Compliance is not only a top-down affair, it must permeate the organization. To create a compliant organizational culture, there must be regular, continuing and clear communications to and with all employees about a firm’s ethics and code of conduct. Companies need to formulate written policies for reporting suspicious acts and should publish and disseminate (with the help of legal counsel) the details of what constitutes violations of the new law. This strategy should be designed with the character of the workers in mind, as well as scenarios that might arise. In Brazil, it is important not to overlook any segment of the workforce, from C-suite executives at headquarters to laborers at construction sites.
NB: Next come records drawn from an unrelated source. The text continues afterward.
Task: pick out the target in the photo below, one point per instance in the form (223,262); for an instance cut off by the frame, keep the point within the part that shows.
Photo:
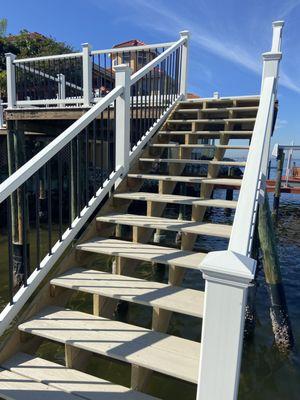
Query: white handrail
(245,214)
(40,159)
(133,48)
(46,58)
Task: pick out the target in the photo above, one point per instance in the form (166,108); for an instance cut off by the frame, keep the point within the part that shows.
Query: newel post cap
(185,33)
(278,23)
(228,267)
(270,56)
(122,68)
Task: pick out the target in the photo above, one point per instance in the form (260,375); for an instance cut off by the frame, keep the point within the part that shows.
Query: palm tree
(3,27)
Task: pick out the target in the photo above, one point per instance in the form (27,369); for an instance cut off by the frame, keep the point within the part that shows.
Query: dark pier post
(19,205)
(277,191)
(278,309)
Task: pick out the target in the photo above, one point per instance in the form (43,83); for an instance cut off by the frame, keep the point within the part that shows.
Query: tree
(26,44)
(3,27)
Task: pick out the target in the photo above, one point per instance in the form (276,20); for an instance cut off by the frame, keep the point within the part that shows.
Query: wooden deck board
(189,179)
(192,161)
(17,387)
(144,252)
(177,199)
(154,294)
(157,351)
(70,380)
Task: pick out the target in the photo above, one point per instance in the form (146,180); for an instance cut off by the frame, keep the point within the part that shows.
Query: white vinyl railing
(125,149)
(229,273)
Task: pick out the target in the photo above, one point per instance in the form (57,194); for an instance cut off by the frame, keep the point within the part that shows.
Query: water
(266,374)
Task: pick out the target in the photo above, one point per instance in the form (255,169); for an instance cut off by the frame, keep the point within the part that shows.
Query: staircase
(176,175)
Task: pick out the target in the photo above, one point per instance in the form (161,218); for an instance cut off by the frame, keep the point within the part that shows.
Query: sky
(227,39)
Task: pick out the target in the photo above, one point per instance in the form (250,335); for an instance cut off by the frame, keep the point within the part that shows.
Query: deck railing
(229,273)
(51,197)
(75,79)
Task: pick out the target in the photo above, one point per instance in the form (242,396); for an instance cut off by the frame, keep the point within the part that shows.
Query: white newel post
(61,88)
(11,80)
(87,71)
(184,63)
(122,113)
(227,276)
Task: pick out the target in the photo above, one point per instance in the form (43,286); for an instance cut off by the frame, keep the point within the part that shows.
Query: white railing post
(87,72)
(122,115)
(11,80)
(184,63)
(1,114)
(227,276)
(61,88)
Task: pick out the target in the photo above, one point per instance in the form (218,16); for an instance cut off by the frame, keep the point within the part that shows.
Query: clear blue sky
(227,39)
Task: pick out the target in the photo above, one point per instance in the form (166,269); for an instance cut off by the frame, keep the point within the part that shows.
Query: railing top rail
(240,239)
(94,52)
(148,67)
(133,48)
(46,58)
(40,159)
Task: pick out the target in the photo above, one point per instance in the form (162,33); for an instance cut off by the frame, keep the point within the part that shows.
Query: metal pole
(87,71)
(11,80)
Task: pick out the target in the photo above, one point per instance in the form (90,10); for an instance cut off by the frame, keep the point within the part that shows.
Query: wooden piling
(19,205)
(277,190)
(278,308)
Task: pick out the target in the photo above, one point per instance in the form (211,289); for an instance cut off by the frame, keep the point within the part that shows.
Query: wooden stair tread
(17,387)
(144,252)
(177,199)
(193,161)
(175,225)
(157,351)
(211,120)
(154,294)
(243,99)
(69,380)
(212,134)
(189,179)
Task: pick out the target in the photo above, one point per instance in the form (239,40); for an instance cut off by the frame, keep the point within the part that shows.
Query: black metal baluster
(10,253)
(49,206)
(78,175)
(24,233)
(94,156)
(87,198)
(60,196)
(37,218)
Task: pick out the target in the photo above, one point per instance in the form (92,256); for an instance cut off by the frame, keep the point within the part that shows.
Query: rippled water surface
(266,375)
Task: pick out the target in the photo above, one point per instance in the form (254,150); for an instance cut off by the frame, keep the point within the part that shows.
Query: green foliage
(3,27)
(26,44)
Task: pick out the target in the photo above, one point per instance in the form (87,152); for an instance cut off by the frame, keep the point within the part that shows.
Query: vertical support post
(11,80)
(277,190)
(278,309)
(228,275)
(184,62)
(61,88)
(122,113)
(87,71)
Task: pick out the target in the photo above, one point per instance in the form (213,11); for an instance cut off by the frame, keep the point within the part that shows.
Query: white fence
(75,79)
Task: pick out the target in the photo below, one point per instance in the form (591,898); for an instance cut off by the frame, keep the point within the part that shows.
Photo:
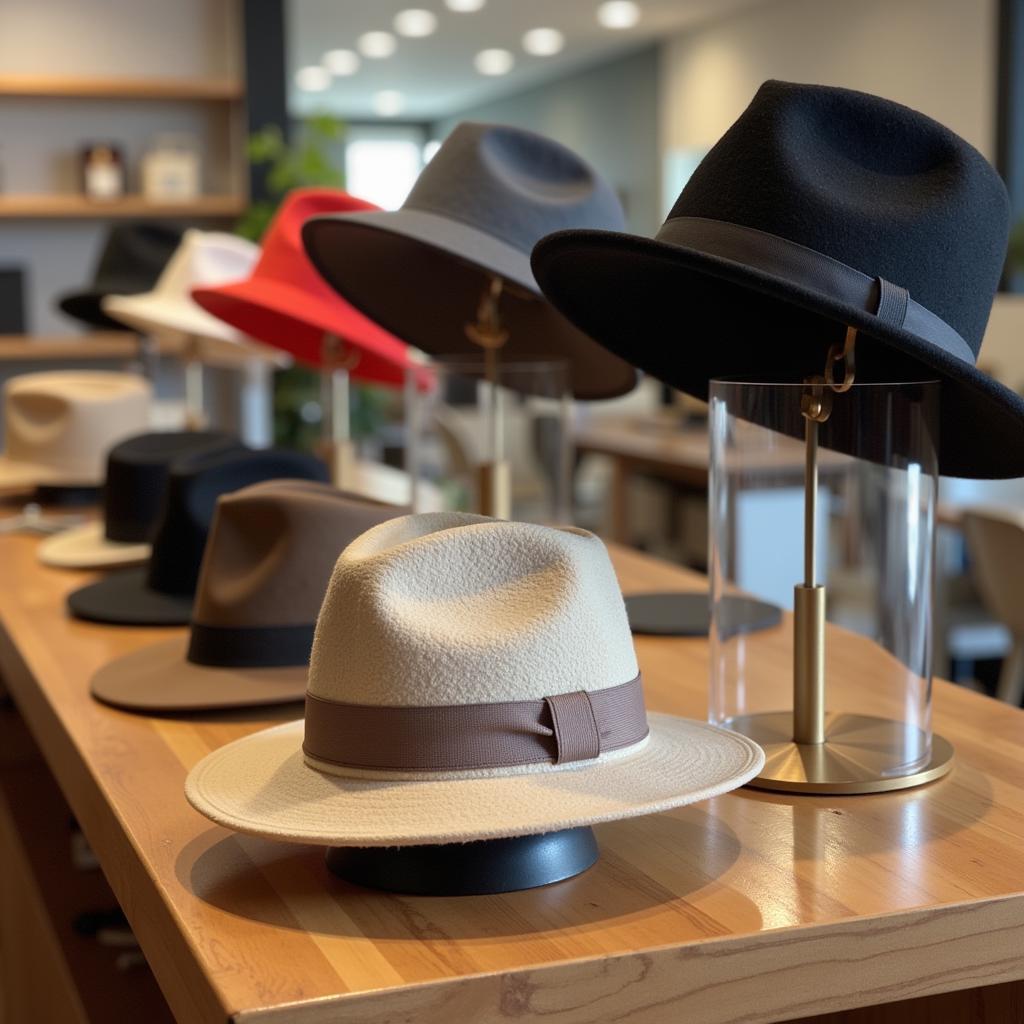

For example, a manager on a loading dock can be asked for a bribe to get a truck unloaded as easily (if not more so) as a white collar employee who may be asked for a facilitation payment in a government official’s office to get a permit stamped.
In Brazil today, the only effective policy for compliance is zero tolerance.
Brazil’s recently enacted anti-corruption law will continue to mature and evolve. One hopes that enforcement of the law eventually will be run centrally by the national controller’s office (the Controladoria Geral da União). That would end the autonomy of local judges and prosecutors in the municipalities and help bring about standardization in the application of the law. Until then, businesses and wise investors must familiarize themselves with the law’s (and the nation’s) idiosyncrasies even as steps are taken to demonstrate a firm commitment to compliance.
By becoming educated with the intricacies of the law and by following the recommendations in this article, companies and investors can minimize the risk of running afoul of the law, with its consequent severe financial and operational penalties. Then — and only then — Brazil will have a chance for a happy World Cup and a successful Summer Olympics.